The antigen Rh is found on red blood cells. The presence of it would mean you are Rh-positive, and the absence would be considered as Rh-negative. Depending on the presence of the Rh antigen, the blood type is assigned a positive (+) or a negative (-) symbol.
What are rare blood types and transfusions?
There are over 600 known antigens, and its presence and absence create rare blood types. A blood type is rare if the patient lacks 99% of the antigens people are positive for. From the point of transfusion, a rare blood type lacks a high-frequency blood group antigen and multiple common antigens. Blood donations of such kind help in the transfusion to the recipients with all antibodies to the corresponding antigens.
There are specific ways for blood types to be matched for a safe transfusion. Rh-negative blood is given to Rh-negative patients, whereas Rh-positive blood and Rh-negative blood can be given to Rh-positive patients. However, patients with Rh-negative blood carrying an Rh-positive child can cause a dangerous condition called Rh incompatibility.
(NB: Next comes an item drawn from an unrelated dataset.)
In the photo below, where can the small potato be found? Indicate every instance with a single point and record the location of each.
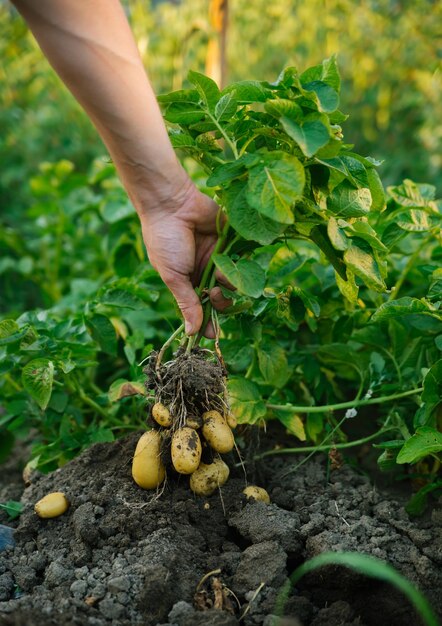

Furthermore, certain blood groups are unique to specific ethnic and racial groups.
Is O negative Rare Blood Type?
The universal red cell donor is type O negative blood, and the universal plasma donor is type AB blood. O- blood can be used in transfusions of any blood type and is thus, short in supply with high demand in hospitals. It is the preferred blood type for emergency transfusions and for immune-deficient infants.
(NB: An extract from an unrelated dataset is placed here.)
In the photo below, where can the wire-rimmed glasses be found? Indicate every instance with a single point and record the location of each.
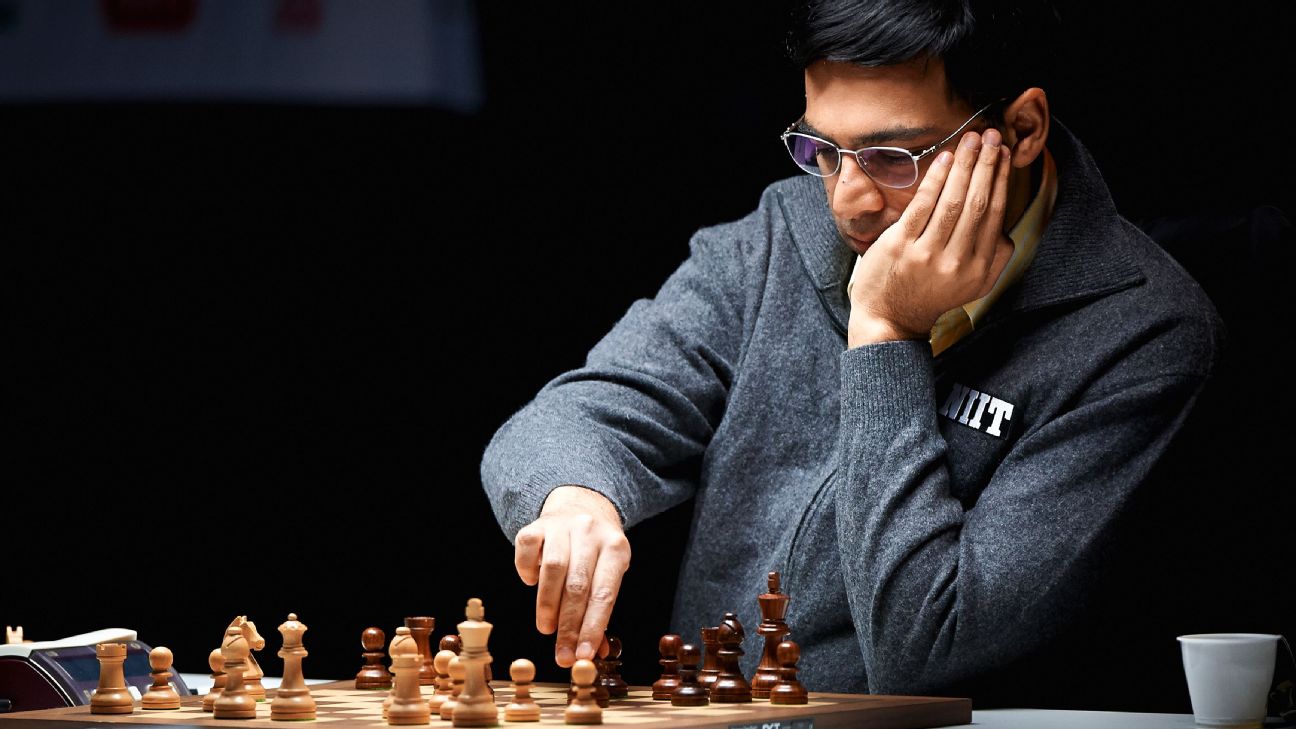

Rare blood donors are present in less than 1/1000 people. Being a rare blood donor means that your blood is missing one common antigen or combination of antigens. AB- is a rare blood type, and the demand for it is, however, low.
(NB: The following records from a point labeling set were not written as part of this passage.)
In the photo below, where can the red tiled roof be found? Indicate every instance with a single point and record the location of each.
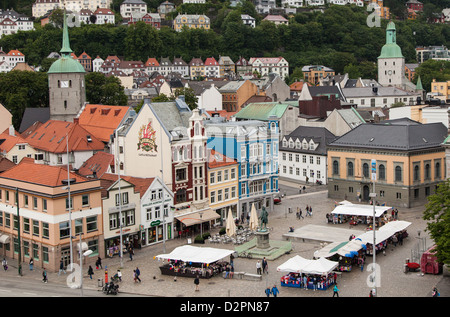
(51, 137)
(102, 120)
(10, 141)
(98, 163)
(46, 175)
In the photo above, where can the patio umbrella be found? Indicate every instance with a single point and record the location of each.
(253, 224)
(231, 226)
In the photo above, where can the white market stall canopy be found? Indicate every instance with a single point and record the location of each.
(384, 232)
(347, 249)
(359, 210)
(297, 264)
(188, 253)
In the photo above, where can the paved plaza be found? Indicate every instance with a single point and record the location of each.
(393, 281)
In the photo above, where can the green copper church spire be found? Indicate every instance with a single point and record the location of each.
(65, 49)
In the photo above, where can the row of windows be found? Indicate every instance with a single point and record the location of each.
(223, 195)
(297, 158)
(397, 171)
(41, 229)
(228, 174)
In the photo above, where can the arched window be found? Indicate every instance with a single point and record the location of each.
(437, 170)
(350, 169)
(398, 174)
(416, 172)
(335, 167)
(427, 171)
(366, 170)
(381, 172)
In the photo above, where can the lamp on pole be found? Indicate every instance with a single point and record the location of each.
(117, 160)
(87, 253)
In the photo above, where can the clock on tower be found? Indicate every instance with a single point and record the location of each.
(66, 83)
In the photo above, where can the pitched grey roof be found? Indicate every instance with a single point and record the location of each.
(401, 134)
(319, 135)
Blood subtype is present in everyone and is important for regular transfusions. Ro subtype, a variation of Rh-positive blood type, is a rare blood type that is demand. It is used to treat people with sickle cell, a hereditary blood disorder that causes the red blood cells to become half-moon shaped. This commonly affects people from African or Caribbean backgrounds.
What is the golden blood type?
Golden blood type or Rh-null blood group is the rarest blood group globally and contains no Rh antigens on the red blood cells. DNAs of people with Rh-null blood group lack genes responsible for building red blood cell protein complexes. Donations of Rh-null are difficult to obtain as only less than 50 individuals has this blood type, thus making it a precious blood group. People with the golden blood type may have deformed shapes and suffer from shorter life spans, resulting in mild anemia in certain cases. Blood transfusion for people with Rh-null is highly difficult as they can only receive Rh-null blood. However, they are the universal donor for the Rh blood type system.
How does Blood Types matter?
The antibodies present in your immune system help fight off unrecognized materials such as viruses and bacteria. Sometimes, antibodies attack antigens that are not in your natural blood type. For example, during a transfusion, if B blood mixes with A blood, the antibodies will destroy the A antigens, resulting in life-threatening problems. Blood types don’t have to be exact matches all the time. A person with AB blood type can receive either type A or type B blood. Since type O blood does not contain any antigens, it is the universal blood donor. However, patients with type O can only receive type O blood
Even though we are only familiar with ABO and Rh systems, there are over 30 blood typing systems. Blood transfusion is needed for women with complications in pregnancy, people suffering from severe trauma and many more. If you can help others in need, do donate your blood and save lives!